Just how much progress has the U.S. made to improve its cybersecurity defenses, programs and policies in the last two years? The Cyberspace Solarium Commission (CSC) 2.0’s annual report answers the question.
Of the dozens of recommendations the CSC initially submitted two years ago, some 85% either have been implemented, nearing implementation or on track for completion, the CSC’s report concluded.
A Closer Look at Cyberspace Solarium Commission 2.0
The CSC was formed in 2019 and composed of Congressional members, former government officials and private sector executives tasked with forming a strategy to defend the nation against cyber attacks. The latest report, published by the Cyberspace Solarium Commission 2.0, chronicles the progress of more than 100 projects federal government agencies have undertaken based on the CSC’s recommendations. Over the course of three years, the has CSC developed 116 recommendations in total.
The original report in March 2020 had 82 recommendations. Of that number, nearly 60% are fully implemented or nearing implementation, and more than 25% are on track to implementation. Of the remainder, 3% face “significant barriers” and 12% have made only limited progress.
The CSC’s initial recommendations in 2020 called for:
- A new national cyber director to function as the president’s chief cybersecurity advisor
- A Department of Defense conducted assessment of the nation’s vulnerability to hacks of its nuclear control systems
- A new Bureau of Cybersecurity and Emerging Technologies run by an assistant secretary of state tasked with developing and reinforcing “international norms” in cyberspace
Federal Government's Cybersecurity Accomplishments
Some of the key issues that have been addressed either by legislation or executive appointment, include:
- Congress passed the Cyber Incident Reporting Act, which requires critical infrastructure companies to report cyberattacks and ransomware incidents.

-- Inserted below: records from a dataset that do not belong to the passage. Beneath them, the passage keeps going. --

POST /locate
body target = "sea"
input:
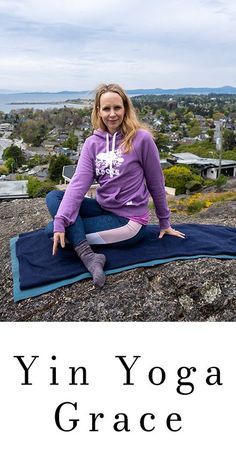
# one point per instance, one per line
(39, 100)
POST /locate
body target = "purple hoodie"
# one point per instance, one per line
(125, 179)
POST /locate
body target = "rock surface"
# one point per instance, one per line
(198, 290)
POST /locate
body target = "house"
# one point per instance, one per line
(208, 167)
(13, 189)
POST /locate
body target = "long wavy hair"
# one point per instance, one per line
(130, 122)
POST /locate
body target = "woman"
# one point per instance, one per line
(122, 156)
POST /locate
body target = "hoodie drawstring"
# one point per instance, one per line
(110, 155)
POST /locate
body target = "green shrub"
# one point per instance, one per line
(4, 170)
(37, 188)
(221, 180)
(178, 177)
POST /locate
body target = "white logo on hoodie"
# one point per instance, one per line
(109, 162)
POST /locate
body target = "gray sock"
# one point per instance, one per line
(93, 262)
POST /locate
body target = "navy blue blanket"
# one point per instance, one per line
(36, 267)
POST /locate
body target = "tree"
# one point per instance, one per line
(55, 167)
(229, 140)
(71, 142)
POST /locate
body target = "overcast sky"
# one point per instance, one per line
(53, 45)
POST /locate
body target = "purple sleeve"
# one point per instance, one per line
(75, 192)
(155, 180)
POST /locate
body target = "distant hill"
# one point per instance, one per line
(227, 89)
(184, 91)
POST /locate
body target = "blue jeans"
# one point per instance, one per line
(91, 219)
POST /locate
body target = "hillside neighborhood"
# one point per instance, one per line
(197, 132)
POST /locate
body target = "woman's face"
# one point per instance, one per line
(111, 111)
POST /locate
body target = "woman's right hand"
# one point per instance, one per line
(58, 238)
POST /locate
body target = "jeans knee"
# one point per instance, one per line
(54, 196)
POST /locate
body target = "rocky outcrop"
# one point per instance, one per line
(196, 290)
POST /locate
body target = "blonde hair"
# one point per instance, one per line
(130, 122)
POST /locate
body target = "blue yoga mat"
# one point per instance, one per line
(36, 271)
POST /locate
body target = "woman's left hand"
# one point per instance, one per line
(172, 232)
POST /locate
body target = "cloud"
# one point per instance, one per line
(75, 44)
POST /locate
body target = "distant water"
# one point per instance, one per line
(40, 101)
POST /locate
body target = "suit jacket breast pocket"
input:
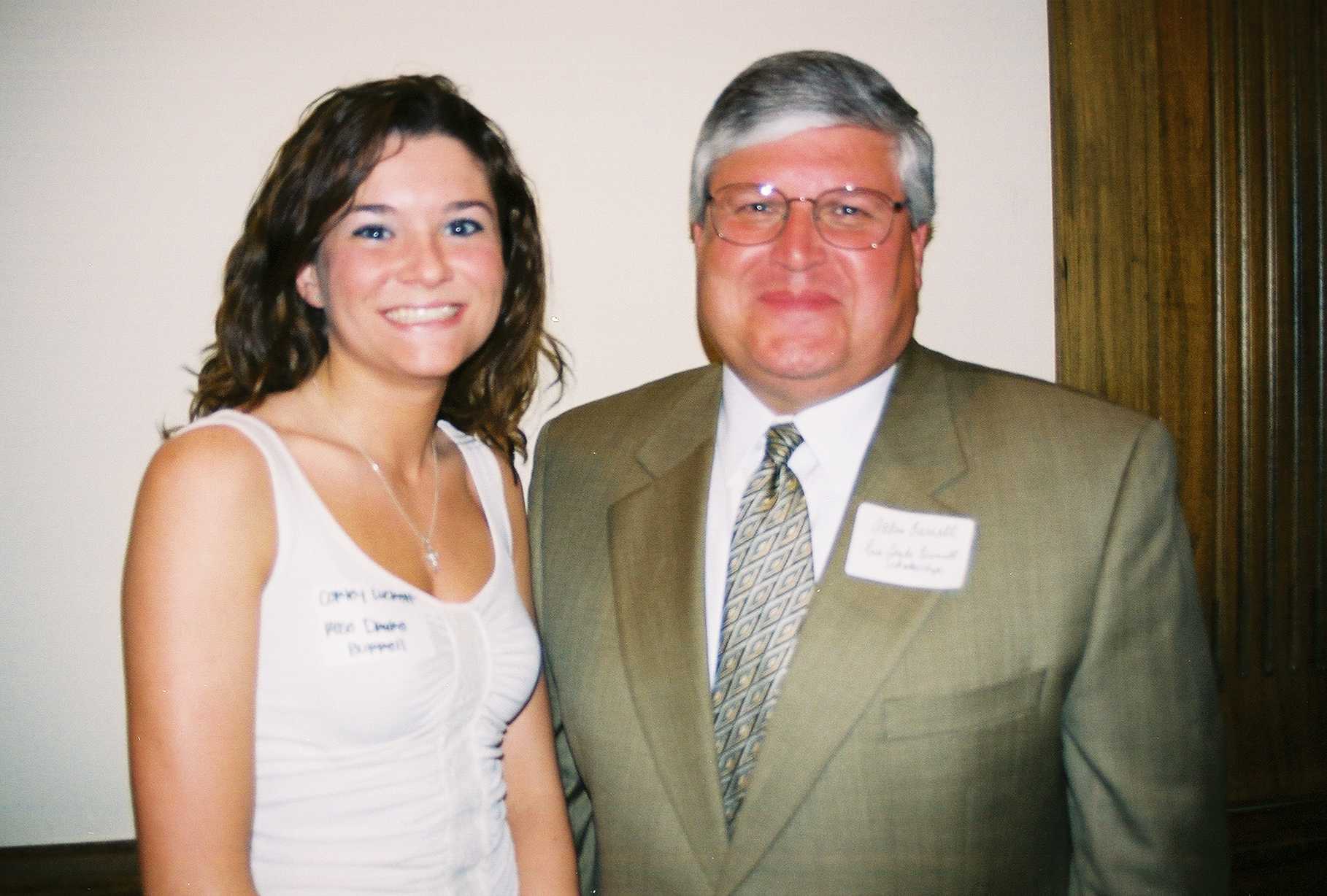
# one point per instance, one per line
(977, 708)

- Lawmakers have increased funding for government cybersecurity efforts for the Cybersecurity and Infrastructure Security Agency (CISA) whose budget has grown by more than 25% from $2 billion for FY20 to $2.59 billion for FY22 appropriation.
- The White House now has a national cyber director to lead the coordination of cybersecurity strategy and policy implementation across the government.

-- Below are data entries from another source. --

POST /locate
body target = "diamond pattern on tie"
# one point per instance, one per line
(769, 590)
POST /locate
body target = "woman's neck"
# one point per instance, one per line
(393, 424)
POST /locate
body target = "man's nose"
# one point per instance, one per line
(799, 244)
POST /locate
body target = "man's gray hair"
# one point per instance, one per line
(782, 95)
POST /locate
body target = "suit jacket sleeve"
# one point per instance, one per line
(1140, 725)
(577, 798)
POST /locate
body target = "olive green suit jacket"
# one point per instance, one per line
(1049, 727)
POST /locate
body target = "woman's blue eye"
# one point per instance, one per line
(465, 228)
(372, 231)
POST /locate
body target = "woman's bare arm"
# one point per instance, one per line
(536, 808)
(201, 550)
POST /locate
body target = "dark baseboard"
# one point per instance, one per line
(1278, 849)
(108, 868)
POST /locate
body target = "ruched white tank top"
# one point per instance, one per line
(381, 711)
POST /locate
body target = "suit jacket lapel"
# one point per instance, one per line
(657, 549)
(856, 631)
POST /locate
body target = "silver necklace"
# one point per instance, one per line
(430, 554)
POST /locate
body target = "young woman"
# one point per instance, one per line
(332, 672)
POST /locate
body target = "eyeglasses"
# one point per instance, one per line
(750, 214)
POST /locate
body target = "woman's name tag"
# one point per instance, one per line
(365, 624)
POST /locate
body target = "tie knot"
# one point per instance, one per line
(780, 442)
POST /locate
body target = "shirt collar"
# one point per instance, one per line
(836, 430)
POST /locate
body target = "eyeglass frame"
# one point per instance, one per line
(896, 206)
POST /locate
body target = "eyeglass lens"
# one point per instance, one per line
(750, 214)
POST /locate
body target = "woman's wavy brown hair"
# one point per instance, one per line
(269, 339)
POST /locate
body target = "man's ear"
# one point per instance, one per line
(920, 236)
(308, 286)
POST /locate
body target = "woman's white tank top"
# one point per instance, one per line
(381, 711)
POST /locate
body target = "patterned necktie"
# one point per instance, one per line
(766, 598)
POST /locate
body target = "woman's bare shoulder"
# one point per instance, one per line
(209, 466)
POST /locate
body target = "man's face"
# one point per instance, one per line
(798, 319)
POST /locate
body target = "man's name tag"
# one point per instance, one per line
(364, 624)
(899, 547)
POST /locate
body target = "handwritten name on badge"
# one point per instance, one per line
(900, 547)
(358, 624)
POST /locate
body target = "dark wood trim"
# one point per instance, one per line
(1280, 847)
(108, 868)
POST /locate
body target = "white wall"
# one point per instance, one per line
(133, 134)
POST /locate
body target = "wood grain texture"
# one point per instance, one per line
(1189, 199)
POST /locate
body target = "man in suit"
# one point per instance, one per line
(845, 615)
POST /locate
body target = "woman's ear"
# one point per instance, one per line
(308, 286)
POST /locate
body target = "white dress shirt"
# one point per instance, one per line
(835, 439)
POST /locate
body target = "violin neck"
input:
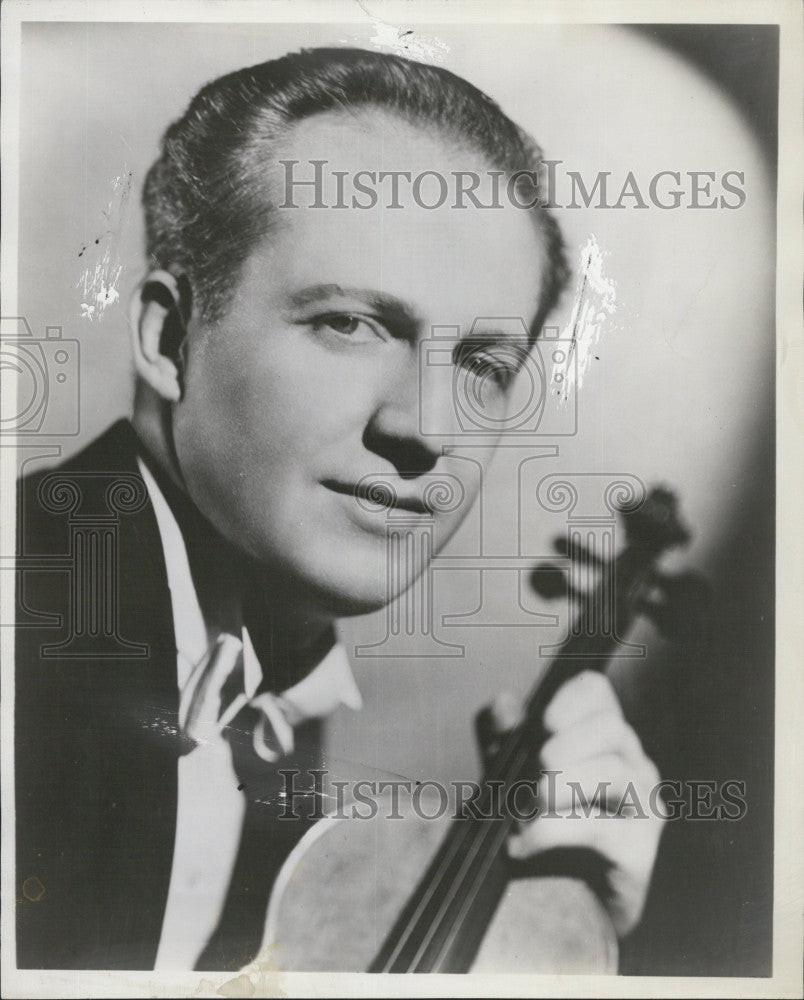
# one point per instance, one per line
(441, 928)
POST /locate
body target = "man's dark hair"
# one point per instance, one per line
(206, 200)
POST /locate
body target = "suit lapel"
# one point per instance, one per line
(96, 734)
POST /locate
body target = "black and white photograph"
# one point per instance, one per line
(401, 555)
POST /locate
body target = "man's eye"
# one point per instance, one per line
(357, 328)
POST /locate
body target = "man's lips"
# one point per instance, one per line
(380, 492)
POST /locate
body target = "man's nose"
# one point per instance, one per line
(398, 430)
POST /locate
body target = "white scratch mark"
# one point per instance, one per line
(98, 281)
(595, 300)
(405, 41)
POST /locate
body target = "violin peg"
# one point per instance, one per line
(678, 605)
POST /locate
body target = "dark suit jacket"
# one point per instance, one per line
(96, 727)
(96, 710)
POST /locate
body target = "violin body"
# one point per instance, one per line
(414, 894)
(342, 889)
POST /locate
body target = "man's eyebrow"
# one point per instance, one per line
(388, 305)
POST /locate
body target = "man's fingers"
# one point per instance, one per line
(608, 778)
(506, 712)
(588, 693)
(592, 737)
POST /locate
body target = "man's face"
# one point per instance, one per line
(311, 391)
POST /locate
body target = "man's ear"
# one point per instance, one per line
(158, 332)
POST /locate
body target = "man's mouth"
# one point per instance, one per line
(380, 493)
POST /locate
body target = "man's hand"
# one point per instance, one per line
(592, 746)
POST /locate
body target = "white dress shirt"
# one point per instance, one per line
(210, 807)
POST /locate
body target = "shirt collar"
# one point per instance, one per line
(328, 685)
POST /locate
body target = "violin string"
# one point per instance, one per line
(472, 831)
(499, 830)
(478, 834)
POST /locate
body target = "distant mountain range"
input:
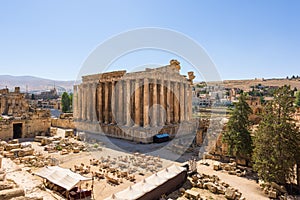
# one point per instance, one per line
(34, 84)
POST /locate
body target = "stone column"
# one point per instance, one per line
(94, 111)
(88, 101)
(162, 104)
(82, 99)
(120, 102)
(106, 114)
(181, 102)
(85, 99)
(146, 103)
(154, 106)
(185, 102)
(137, 115)
(128, 107)
(100, 108)
(79, 107)
(176, 103)
(168, 104)
(113, 103)
(189, 103)
(75, 101)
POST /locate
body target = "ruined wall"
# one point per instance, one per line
(63, 123)
(38, 123)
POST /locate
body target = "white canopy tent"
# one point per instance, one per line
(139, 189)
(64, 178)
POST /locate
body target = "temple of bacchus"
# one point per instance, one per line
(135, 106)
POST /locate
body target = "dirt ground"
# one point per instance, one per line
(102, 189)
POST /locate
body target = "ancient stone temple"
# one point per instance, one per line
(137, 105)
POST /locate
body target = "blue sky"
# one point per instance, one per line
(245, 39)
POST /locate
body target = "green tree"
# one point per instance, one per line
(277, 140)
(65, 102)
(297, 101)
(237, 135)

- The State Department has a bureau and an ambassador charged with leading America’s international engagement on cyberspace challenges.
- The executive branch has established the Joint Cyber Defense Collaborative at CISA.

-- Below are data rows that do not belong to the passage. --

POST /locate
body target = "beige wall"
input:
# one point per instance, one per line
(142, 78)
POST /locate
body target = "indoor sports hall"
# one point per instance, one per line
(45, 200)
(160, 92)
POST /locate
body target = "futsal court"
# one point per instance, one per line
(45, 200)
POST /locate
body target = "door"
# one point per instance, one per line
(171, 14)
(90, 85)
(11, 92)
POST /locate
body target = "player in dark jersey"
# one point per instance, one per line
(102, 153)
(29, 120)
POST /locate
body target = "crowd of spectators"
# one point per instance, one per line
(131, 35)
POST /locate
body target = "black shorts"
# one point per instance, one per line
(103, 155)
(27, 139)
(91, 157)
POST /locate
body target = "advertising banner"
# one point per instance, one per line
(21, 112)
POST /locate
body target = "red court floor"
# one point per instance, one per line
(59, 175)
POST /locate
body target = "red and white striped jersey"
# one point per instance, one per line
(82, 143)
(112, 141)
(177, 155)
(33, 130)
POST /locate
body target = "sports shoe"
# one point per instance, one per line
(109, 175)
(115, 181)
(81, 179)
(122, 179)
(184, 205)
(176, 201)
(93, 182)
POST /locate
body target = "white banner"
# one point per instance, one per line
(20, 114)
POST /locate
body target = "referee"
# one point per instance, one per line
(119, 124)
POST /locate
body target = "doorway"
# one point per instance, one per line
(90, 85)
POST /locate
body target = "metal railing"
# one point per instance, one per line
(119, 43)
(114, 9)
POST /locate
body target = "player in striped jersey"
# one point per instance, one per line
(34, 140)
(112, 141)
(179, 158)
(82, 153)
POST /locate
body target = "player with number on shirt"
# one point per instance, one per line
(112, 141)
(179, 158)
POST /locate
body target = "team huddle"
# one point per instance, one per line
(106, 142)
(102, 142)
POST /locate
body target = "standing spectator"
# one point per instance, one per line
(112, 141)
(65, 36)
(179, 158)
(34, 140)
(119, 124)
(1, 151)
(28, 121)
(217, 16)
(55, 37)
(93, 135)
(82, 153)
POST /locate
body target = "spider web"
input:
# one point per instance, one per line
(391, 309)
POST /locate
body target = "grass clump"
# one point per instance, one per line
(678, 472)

Pillars of Cyber Protection
The CSC’s March 2020 report presents the progress of 82 recommendations towards implementation separated into six thematic pillars:
- Pillar 1. Reform the U.S. Government’s Structure and Organization for Cyberspace. Eleven recommendations: 3 implemented, 4 nearing completion, 3 on track, 1 significant barriers.
- Pillar 2. Strengthen Norms and Non-military Tools. Eight recommendations: Two implemented, 4 nearing completion, 2 on track.
- Pillar 3. Promote National Resilience. Fifteen recommendations: 4 implemented, 4 nearing completion, 3 on track, 4 progress delayed, .
- Pillar 4. Reshape the Cyber Ecosystem Toward Greater Security. Twenty-two recommendations: Four implemented, 6 nearing completion, 8 on track, 3 progress delayed, 1 significant barriers.
- Pillar 5. Operationalize Cybersecurity Collaboration With the Private Sector. Twelve recommendations: 6 implemented, 1 nearing completion, 3 on track, 2 progress delayed.
- Pillar 6. Preserve and Employ the Military Instrument of Power. Fourteen recommendations: 6 implemented, 4 nearing completion, 3 on track, 1 progress delayed.
While significant overall progress, “implementation is not the same as success,” co-chairs Sen. Angus King (I-ME) and Rep. Mike Gallagher (R-WI) write in the report:
“Lasting improvements in national cyber resilience will take sustained attention, investment, and agility to address the ever-shifting threat landscape. Even as we issue this progress report, we know that assessing implementation is not enough. We urge readers to consider this report as a mid-course check, laying a path for the many stakeholders in government and industry charged with a task that we cannot afford to fail protecting our national cybersecurity.”